Kaiku – for paella al fresco
Make the most of year-round sunshine with lazy paella lunches al fresco. Kaiku has a lovely terrace on Barcelona beach.
Vegetarian restaurant The Green Spot is on a mission to charm even the most hardcore of carnivores. Dishes in this airy, beautifully designed space are a celebration of all that is plant-based. Don’t miss the rhubarb and strawberry crumble.
A Brazilian couple run Can Dende, a breezy brunch spot that’s handily close to the beach if you’re planning a day in the sun. The fried green tomatoes with Brazilian cheese is divine. Carrer de la Ciutat de Granada 44; 00 34 646 325 551
Best food shops and markets in Barcelona
Van Van Market – for street food
Barcelona is famous for its street-food markets but one of the best is Van Van Market, which takes place in a variety of shifting locations. Keep an eye out for the Caravan Made food truck with its gourmet sandwiches (fried calamari, marinara meatballs and more). vanvanmarket.com; caravanmade.co
Boqueria – for traditional food market vibes
After the Sagrada Família, the Boqueria food market is the most popular destination in town. Get there before 11am to beat the crowds and rub shoulders with local chefs over a plate of eggs and a glass of cava at El Quim de la Boqueria.
Even if you don’t plan to shop at age-old Casa Gispert the toasty smell of coffee, chocolate and spice is irresistible. It’s a great place to stock up on marcona almonds, dried figs, saffron and smoky pimentón.
If you’re a fan of fermentation and a craving strikes, head to Ferment 9. Prebiotics and probiotics rule here, with shelves stocked with all manner of delicious kimchis and kefirs. ferment9.com
Olis Oliva – for olive oil
At diminutive Olis Olivine at Santa Caterina market, Ana Maria will happily give you a tasting of her latest finds. Look out for bottles from the D.O. Siurana (Priorat), Empordà (Costa Brava) and Mallorca, which make some of the best oils in the country.

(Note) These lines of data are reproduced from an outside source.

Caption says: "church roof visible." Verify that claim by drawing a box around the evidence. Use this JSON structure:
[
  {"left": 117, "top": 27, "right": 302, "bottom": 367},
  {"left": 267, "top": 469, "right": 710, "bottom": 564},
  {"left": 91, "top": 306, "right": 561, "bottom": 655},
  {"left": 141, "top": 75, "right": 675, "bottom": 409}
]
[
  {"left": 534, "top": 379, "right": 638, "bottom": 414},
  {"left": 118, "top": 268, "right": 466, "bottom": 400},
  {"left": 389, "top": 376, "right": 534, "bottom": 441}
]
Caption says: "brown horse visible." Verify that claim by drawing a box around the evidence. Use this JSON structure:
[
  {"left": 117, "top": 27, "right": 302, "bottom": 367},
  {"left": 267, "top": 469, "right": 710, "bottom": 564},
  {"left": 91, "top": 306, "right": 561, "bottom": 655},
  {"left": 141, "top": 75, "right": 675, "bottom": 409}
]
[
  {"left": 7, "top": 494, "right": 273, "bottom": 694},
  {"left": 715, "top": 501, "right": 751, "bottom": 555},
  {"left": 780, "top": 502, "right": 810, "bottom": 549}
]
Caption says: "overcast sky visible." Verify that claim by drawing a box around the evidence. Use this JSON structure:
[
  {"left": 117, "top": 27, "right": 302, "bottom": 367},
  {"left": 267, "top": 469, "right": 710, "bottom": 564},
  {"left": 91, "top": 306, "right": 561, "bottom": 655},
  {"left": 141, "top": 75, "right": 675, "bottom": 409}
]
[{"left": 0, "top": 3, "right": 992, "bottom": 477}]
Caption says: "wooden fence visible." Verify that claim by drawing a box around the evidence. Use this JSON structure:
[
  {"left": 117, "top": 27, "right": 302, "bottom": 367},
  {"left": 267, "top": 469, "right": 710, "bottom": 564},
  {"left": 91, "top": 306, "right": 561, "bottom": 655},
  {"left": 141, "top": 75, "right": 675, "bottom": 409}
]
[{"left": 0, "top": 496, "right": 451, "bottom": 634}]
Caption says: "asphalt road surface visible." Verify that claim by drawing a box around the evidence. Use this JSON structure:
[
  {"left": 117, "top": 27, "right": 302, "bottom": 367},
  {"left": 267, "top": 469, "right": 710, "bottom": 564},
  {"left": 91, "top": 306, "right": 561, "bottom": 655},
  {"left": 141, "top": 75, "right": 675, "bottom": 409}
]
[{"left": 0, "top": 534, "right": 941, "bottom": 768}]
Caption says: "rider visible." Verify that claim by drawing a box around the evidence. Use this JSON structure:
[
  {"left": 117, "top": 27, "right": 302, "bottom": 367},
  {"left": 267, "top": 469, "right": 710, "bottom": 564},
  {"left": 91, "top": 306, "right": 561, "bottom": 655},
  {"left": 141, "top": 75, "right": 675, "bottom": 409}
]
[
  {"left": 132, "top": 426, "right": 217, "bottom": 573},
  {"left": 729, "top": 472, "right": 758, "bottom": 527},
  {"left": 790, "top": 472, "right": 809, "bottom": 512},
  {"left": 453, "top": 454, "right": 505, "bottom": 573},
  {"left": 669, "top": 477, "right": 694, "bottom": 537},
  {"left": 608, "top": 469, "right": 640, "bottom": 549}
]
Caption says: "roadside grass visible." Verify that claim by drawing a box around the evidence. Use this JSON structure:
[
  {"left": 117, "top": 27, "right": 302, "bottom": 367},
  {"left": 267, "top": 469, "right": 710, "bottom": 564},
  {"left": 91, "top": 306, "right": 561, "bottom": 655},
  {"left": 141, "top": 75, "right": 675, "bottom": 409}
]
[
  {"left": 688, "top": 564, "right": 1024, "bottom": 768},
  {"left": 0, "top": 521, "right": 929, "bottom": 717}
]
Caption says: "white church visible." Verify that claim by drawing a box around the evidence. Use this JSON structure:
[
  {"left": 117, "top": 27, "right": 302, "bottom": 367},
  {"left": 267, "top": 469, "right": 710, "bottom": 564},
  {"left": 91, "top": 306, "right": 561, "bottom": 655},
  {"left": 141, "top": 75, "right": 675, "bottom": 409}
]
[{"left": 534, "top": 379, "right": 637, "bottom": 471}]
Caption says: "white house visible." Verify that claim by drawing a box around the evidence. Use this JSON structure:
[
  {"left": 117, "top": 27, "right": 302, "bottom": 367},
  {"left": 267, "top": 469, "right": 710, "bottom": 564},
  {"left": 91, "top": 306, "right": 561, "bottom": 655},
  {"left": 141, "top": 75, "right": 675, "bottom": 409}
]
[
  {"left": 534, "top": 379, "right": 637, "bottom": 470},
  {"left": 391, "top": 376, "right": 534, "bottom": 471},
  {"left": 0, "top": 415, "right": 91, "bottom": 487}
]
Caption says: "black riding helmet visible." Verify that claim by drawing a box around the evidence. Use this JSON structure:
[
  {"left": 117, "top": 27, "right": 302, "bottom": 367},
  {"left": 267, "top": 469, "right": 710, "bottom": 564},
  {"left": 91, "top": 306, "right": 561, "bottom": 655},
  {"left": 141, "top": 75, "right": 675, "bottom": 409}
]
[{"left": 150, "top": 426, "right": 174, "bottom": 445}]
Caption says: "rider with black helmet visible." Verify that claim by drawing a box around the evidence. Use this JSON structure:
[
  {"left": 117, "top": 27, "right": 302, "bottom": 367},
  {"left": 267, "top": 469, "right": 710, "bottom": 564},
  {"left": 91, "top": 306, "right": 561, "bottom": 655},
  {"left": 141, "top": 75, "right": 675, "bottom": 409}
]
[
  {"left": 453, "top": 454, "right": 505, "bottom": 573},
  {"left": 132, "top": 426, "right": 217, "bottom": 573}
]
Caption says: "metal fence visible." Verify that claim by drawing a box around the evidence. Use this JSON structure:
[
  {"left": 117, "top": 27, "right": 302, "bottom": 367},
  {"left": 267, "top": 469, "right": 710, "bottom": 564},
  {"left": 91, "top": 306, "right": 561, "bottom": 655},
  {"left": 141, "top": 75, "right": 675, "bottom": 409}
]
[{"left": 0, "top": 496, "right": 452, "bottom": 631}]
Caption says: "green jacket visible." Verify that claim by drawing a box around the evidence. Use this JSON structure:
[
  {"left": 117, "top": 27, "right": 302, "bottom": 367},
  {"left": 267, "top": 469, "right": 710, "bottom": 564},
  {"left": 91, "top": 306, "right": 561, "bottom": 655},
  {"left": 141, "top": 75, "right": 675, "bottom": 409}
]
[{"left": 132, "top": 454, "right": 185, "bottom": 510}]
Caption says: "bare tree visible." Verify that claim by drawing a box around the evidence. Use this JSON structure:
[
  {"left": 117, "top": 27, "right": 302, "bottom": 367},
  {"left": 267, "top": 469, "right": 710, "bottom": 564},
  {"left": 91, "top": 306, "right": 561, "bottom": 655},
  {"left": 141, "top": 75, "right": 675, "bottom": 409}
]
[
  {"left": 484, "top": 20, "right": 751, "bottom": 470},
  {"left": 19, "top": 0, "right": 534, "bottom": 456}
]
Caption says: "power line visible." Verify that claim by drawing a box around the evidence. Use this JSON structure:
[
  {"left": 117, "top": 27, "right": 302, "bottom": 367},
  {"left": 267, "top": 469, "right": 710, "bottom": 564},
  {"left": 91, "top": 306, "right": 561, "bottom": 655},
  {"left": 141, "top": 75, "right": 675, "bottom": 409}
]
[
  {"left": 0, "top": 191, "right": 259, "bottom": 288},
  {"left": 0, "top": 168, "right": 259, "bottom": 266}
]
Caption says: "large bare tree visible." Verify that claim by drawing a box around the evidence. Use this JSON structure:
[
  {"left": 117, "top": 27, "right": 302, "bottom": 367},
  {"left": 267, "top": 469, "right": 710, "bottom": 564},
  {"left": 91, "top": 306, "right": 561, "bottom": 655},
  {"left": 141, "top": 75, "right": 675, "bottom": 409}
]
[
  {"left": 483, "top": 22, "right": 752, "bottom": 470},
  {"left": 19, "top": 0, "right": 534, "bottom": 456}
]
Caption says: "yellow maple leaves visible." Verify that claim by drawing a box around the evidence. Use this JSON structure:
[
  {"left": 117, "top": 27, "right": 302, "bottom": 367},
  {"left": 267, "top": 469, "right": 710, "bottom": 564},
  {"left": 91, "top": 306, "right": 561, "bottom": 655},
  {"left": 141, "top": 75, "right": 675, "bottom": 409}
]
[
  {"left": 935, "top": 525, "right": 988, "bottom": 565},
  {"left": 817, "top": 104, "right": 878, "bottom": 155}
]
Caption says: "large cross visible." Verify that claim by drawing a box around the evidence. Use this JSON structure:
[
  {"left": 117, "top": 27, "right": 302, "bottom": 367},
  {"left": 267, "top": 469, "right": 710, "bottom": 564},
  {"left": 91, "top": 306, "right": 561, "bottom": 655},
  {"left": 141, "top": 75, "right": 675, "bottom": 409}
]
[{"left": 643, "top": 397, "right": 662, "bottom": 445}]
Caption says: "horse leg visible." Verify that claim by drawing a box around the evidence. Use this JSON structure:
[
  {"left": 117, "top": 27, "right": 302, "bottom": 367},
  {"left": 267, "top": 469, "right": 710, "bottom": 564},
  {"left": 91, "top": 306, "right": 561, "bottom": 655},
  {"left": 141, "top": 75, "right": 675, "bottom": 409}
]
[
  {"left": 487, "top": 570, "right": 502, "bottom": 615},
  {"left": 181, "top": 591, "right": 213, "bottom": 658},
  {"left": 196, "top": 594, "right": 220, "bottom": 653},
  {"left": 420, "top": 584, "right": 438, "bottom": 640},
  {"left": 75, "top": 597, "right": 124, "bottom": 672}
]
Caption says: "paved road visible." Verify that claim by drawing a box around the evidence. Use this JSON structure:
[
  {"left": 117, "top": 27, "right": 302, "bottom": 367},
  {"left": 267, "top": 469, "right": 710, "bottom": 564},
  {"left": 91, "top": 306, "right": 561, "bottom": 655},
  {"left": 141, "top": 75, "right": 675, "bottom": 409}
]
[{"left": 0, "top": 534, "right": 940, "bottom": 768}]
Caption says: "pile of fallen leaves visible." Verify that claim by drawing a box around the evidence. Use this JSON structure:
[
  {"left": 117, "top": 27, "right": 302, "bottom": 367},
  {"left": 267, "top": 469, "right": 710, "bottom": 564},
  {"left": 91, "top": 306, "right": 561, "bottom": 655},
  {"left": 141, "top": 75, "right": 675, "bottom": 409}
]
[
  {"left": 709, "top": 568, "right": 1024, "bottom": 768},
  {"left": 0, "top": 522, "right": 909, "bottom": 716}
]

Check into hip Casa Bonay, a renovated mansion where traditional hydraulic floor tiles are mixed with Gaudí’s iconic paving stones, adding a hint of edginess to its ground floor lounges, coffee bars and restaurant.
Stylish, pared-back bedrooms redefine luxury with hand-woven blankets from Els Teixidors, maxi-bars stocked with premium gin, vodka and single malt, and room service in the shape of a tiffin tin to be eaten in bed.
Casa Bonay makes other foodie hotels seem dull by comparison. Start your day with an alkalizing, antioxidant juice and a mango chia seed breakfast bowl from Mother’s in-house juice bar, with a cold-pressed coffee lovingly crafted by Satan’s Coffee Corner.
Think light, bright, Asian-influenced dishes for lunch at another in-house dining option, Elephant, Crocodile, Monkey, which transforms into an innovative bistro by night, serving sharing plates of wondrous dishes like fried oysters with fennel salad and black garlic alïoli, year-old, dry-aged beef tartare with mulato chilli and egg yolk, and slow-baked tomatoes with almonds, chickpeas and shiso leaf.
Take vermut (vermouth) on the wood-decked roof terrace before dinner, and afterwards hit one of the jewel-coloured velvet sofas in the hotel’s bar, Libertine, where grown-up cocktails are mixed with aplomb by a team of savvy mixologists.
Base yourself on the greenest side of Poble Sec at food lovers’ favourite Hotel Brummell. This boutique hotel boasts a rooftop pool, bright and modern rooms and vending machines stuffed with wine and snacks.
Brummell Kitchen’s tropical oasis is where to head for brunch at the weekends. Tuck into dishes from around the world – Caribbean arepas, acai bowls and huevos rancheros to name a few – in the light and airy courtyard.